I’ve joined my family’s 100-year-old legacy business, and I’m the first woman to do so. Lately, I’ve been struggling with family members who seem to have nothing better to do than complain about me. I keep hearing that they are badmouthing me and telling everyone that everything I’m doing is wrong, even that I have no claim to the business- my literal legacy. One cousin even told me I was better off when I was naive and lacked confidence because I never stood up for myself. I have worked hard to build strength and resilience, but some people around me seem determined to chip away at it. Other family members tell me to stay quiet and not respond, but I feel conflicted. I want to protect my space and my confidence, but I also want to handle this in a way that doesn’t create unnecessary conflict. How do I navigate being true to myself while dealing with family members who refuse to support me?
@heretostayknowsbest
Hello sis, firstly I read your post and I want to say a bigggg congrats on your determination and hard work to continue the 100 yr old legacy of your family! What an achievement. I have faced criticism from family not in a business sense but more from a life choices way. I want you to know after reading your words, that this business is YOUR legacy too. Please remember that no one can take that away from you. It also belongs to you as much as it does to anyone else in your family. And honestly no amount of gossip or criticism changes that hard, cold truth. I advise you to keep showing up with confidence (even if you have to fake it sometimes) and go ahead and let your actions speak for themselves. You got this sis.
Honestly speaking I think family can bring out emotions that are really hard to manage. At the end of the day remember that not every comment deserves your energy or your time. There are some people and yes even family, that just cant stand to see you speaking up for yourself and your ideas. Moving forward I think you should seriously save your strength for the times that really matter and let the rest pass you by. You are only draining yourself my friend, and they don’t deserve the satisfaction.
Hey heretostayknowsbest. Look, I know some of the other amazing women who commented had some great advice and motivations. But I wanted to also tell you that sometimes you just don’t have to engage with the BS. If your family member speaks against you, well you dont always have to prove them wrong. You wont even need to say a word because all of your actions and hard work will do that. You can still be confident and true to yourself and it doesn’t mean you have to fight every battle. xx
Hi girl, from 1 female owner to another, I totally echo and agree with what other women have said on this post. I was an employee for many years before I ventured out on my own. I do miss the days where I could complete my to do list, shut off my brain and walk out the door. An extended holiday would be nice as well but I just don’t have the time or energy to entertain bad vibes and negative energy. You probably dont either. You know whats best for the business…and if some things dont work out…it’s all learning and growing. I am behind you girl.

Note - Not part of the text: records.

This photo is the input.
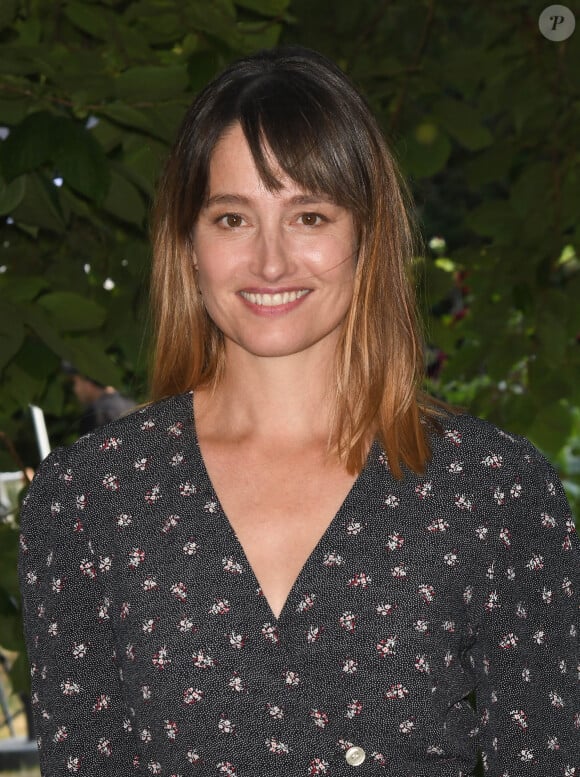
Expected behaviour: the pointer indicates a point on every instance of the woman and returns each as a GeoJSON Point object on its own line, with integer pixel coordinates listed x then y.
{"type": "Point", "coordinates": [303, 566]}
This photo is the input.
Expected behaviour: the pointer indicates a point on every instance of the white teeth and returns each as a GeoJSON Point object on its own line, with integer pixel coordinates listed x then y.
{"type": "Point", "coordinates": [272, 300]}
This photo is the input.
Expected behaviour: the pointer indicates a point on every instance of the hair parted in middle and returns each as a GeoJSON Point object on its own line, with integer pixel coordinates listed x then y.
{"type": "Point", "coordinates": [298, 108]}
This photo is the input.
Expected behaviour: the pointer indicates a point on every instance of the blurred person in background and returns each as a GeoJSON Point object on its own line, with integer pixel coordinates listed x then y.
{"type": "Point", "coordinates": [101, 404]}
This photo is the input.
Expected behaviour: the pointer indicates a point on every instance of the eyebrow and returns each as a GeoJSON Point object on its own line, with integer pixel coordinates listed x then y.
{"type": "Point", "coordinates": [239, 199]}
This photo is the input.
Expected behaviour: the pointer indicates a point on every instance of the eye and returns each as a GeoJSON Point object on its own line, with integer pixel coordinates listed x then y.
{"type": "Point", "coordinates": [230, 220]}
{"type": "Point", "coordinates": [311, 219]}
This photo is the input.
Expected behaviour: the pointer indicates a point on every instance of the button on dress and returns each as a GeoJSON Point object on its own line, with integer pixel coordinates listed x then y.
{"type": "Point", "coordinates": [436, 617]}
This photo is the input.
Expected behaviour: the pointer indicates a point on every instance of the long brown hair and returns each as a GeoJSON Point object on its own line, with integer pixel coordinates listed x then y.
{"type": "Point", "coordinates": [303, 109]}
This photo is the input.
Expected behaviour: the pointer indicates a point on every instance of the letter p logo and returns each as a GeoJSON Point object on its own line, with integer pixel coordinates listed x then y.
{"type": "Point", "coordinates": [556, 22]}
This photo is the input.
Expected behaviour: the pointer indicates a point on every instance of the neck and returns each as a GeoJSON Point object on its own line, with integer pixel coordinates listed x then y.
{"type": "Point", "coordinates": [284, 399]}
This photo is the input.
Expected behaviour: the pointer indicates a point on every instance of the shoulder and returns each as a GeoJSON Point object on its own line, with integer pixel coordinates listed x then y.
{"type": "Point", "coordinates": [494, 468]}
{"type": "Point", "coordinates": [483, 444]}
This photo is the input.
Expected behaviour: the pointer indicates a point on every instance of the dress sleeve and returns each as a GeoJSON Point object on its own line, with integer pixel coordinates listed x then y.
{"type": "Point", "coordinates": [526, 658]}
{"type": "Point", "coordinates": [76, 697]}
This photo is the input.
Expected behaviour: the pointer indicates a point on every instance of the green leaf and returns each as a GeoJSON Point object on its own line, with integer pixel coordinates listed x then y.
{"type": "Point", "coordinates": [463, 123]}
{"type": "Point", "coordinates": [124, 201]}
{"type": "Point", "coordinates": [265, 7]}
{"type": "Point", "coordinates": [91, 19]}
{"type": "Point", "coordinates": [29, 145]}
{"type": "Point", "coordinates": [127, 116]}
{"type": "Point", "coordinates": [41, 323]}
{"type": "Point", "coordinates": [11, 194]}
{"type": "Point", "coordinates": [71, 312]}
{"type": "Point", "coordinates": [22, 288]}
{"type": "Point", "coordinates": [89, 357]}
{"type": "Point", "coordinates": [81, 161]}
{"type": "Point", "coordinates": [493, 218]}
{"type": "Point", "coordinates": [39, 208]}
{"type": "Point", "coordinates": [8, 9]}
{"type": "Point", "coordinates": [424, 152]}
{"type": "Point", "coordinates": [551, 425]}
{"type": "Point", "coordinates": [11, 331]}
{"type": "Point", "coordinates": [151, 83]}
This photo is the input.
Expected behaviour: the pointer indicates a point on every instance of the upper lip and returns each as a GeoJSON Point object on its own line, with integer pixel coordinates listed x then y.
{"type": "Point", "coordinates": [282, 290]}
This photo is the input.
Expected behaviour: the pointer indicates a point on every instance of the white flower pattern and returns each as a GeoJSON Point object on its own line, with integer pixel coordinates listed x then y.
{"type": "Point", "coordinates": [145, 622]}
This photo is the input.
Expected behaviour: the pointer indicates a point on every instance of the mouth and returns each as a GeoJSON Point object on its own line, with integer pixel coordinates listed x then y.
{"type": "Point", "coordinates": [274, 300]}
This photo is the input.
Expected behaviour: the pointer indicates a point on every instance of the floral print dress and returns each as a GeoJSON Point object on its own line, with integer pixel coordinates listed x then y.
{"type": "Point", "coordinates": [437, 616]}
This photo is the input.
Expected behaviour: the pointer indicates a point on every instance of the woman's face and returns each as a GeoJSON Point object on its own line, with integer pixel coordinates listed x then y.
{"type": "Point", "coordinates": [276, 269]}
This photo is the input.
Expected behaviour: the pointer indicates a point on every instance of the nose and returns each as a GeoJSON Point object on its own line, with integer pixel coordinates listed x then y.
{"type": "Point", "coordinates": [271, 255]}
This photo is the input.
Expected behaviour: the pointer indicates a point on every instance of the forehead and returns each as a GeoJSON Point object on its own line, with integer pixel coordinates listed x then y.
{"type": "Point", "coordinates": [233, 170]}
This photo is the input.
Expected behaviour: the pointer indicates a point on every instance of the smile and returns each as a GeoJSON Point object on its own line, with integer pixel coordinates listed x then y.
{"type": "Point", "coordinates": [273, 300]}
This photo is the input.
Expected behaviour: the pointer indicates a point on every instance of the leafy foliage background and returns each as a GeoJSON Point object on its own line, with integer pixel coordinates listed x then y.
{"type": "Point", "coordinates": [481, 110]}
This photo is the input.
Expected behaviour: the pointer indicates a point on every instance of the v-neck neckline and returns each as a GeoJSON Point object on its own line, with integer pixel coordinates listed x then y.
{"type": "Point", "coordinates": [350, 498]}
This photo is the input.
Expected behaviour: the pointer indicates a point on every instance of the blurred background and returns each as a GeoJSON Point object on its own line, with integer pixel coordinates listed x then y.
{"type": "Point", "coordinates": [482, 112]}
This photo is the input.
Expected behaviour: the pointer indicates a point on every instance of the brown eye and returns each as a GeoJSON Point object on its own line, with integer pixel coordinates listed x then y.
{"type": "Point", "coordinates": [233, 220]}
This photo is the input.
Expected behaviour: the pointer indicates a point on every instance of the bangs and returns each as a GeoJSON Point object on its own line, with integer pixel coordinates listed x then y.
{"type": "Point", "coordinates": [296, 128]}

Dear heretostayknowsbest, I am the owner of a business that everyone said would fail and would be a waste of time. I quit my job working in banking in the UK and decided to put my all into it. These family members are toxic. From my solo journey, I used to be terrified of failing and proving them right but all you really need to do is to appreciate the impact and value you are creating not just the output. If you do that you won’t see it as “failure” it’s just “experience”. Please don’t Forget this ❤️
Thank you for sharing this with us. it cant have been easy to write, especially when it concerns family members. Also, I would advise you to try and establish strong, firm boundaries for your own emotional protection, I know its not easy. oh and build a strong support system outside the family unit, its a lifesaver xx
I have this habit of cutting everyone off who doesnt serve me, uplift me or want the best for me. I know you want to keep things peaceful, but please keep in mind that sometimes keeping the peace can cost you your own inner peace. Choose wisely and always choose yourself!!!
omgggg this is the truth, I love when you say keeping the peace will cost you your own peace sometimes. its so true!!
I like your honest truth but I wanted to ask, if you cut off those around you for the reasons you stated, arent you afraid of being alone? I just dont think I would be able to do it because everyone around me doesnt always uplift me or serve me but then again isnt that how it is in life?